CATHOLIC: THE ART OF MENTORING

by George Weigel

Basic Books, 2004

251 pages, $22.50

Available in bookstores

While some “grown-ups” stumble whenever they try to rally young people around the Catholic faith, others just seem to have the hang of it. George Weigel is at the head of the class in the latter group.

Best known as the author of Witness to Hope: The Biography of Pope John Paul II, the Catholic theologian has mastered the art of articulating the Catholic faith in language accessible to contemporary Catholics. Now Weigel has aimed his gift for clarity and insight squarely at Catholics in their late teens and early 20s.

Like a tour guide leading a field trip around the world, Weigel presents 14 letters — each sent from a different location — that, together, add up to a catechesis program that is as compelling as it is thorough. From his explanation of Marian doctrines to the Church's sexual ethic to the Christian response to human suffering, Weigel shows an acute awareness of the difficulties young Catholics face as they try to understand and live their faith in today's world.

With each letter, the reader is transported to a historic Catholic site. The setting serves as a springboard for discussing some key aspect of the Catholic faith. A description of Cardinal Newman's Birmingham Oratory, for example, provides context for a discussion of liberalism's effect on religion. A walking tour of the Sistine Chapel opens a talk on the creation of man, body and soul, in which Weigel offers a beautiful description of the Holy Father's theology of the body.

Weigel attempts to reveal the Catholic faith by inviting the reader to “breathe in” the air of the Catholic faith and understand, perhaps for the first time, that there is a uniquely Catholic way of seeing the universe. He succeeds largely on the vividness of his descriptions and the depth of his knowledge.

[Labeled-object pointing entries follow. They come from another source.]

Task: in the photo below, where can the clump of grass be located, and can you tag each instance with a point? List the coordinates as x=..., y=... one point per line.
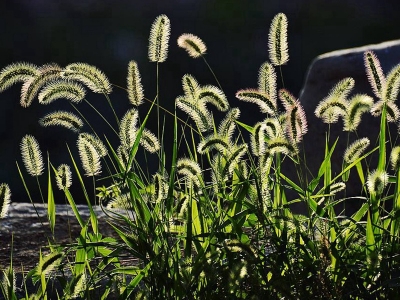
x=218, y=221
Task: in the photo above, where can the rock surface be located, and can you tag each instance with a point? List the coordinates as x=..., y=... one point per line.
x=325, y=71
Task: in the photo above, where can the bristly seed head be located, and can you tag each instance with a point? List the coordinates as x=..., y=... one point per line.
x=5, y=199
x=277, y=40
x=64, y=177
x=62, y=118
x=134, y=84
x=395, y=158
x=194, y=46
x=31, y=155
x=377, y=181
x=159, y=38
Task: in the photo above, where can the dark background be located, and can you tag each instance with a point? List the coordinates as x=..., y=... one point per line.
x=110, y=33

True to the New Evangelization the book seeks to advance, Weigel puts the personhood of Christ at the center of all his explanations. Urging the reader to see all of history as His Story, Weigel says of Jesus: “He is the true measure of who we are. In his Holy Face, we meet the truth about ourselves.” Throughout, he demonstrates how Christ is “the answer to the question that is every human life.”

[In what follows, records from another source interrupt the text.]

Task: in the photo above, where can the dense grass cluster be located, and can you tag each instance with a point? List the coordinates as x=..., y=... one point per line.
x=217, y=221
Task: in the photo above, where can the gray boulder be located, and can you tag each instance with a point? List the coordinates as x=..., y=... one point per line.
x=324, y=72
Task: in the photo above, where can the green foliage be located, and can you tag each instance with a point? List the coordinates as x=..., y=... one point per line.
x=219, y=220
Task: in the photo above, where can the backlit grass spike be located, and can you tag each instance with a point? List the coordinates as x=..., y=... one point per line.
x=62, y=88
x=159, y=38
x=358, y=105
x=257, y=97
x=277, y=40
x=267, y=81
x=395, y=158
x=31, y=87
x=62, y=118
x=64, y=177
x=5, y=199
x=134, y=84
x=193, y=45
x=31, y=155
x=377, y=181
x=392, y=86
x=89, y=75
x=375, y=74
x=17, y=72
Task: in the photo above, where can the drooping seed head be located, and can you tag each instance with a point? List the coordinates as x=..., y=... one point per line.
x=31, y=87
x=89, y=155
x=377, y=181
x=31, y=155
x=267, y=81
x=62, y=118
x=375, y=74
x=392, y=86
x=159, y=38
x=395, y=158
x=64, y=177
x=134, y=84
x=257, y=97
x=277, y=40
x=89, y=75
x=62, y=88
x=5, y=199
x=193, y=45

Letters to a Young Catholic is not just for young Catholics, and it fills a much-needed gap in Catholic apologetics today. Without anger or needless condemnation, Weigel shows how Jesus Christ is the answer to all those questions that are profoundly human.

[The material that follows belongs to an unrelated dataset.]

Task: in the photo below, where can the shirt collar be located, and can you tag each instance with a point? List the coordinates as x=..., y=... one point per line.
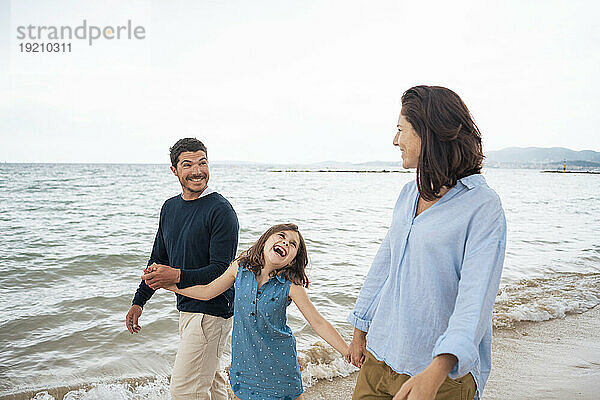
x=472, y=181
x=206, y=192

“In Christ,” Weigel writes, “we meet the truth that man without God has lost touch with the deepest yearnings of the human heart … [W]e meet the merciful Father, whose mercy redeems our humanity and fulfills its true destiny.”

One minor distraction: Effective as Weigel's use of historic Catholic locations is, he has to stretch at times to connect a physical site with the catechesis that follows. The value of the information and the profundity of the perspective, however, more than make up for any bumpy transitions.

It's now more clear than ever that Weigel is an astute student of John Paul — that great champion of young people — and equally evident that his studies have made him a well-qualified teacher of the Holy Father's thought. This, combined with his ability to articulate ancient truths in contemporary language, makes Weigel an authentic interpreter of the vision of the Second Vatican Council. In short, Letters to a Young Catholic is, like the subject of Weigel's best-known work, a “witness to hope.”

Ryan Connors is a philosophy major at Boston College.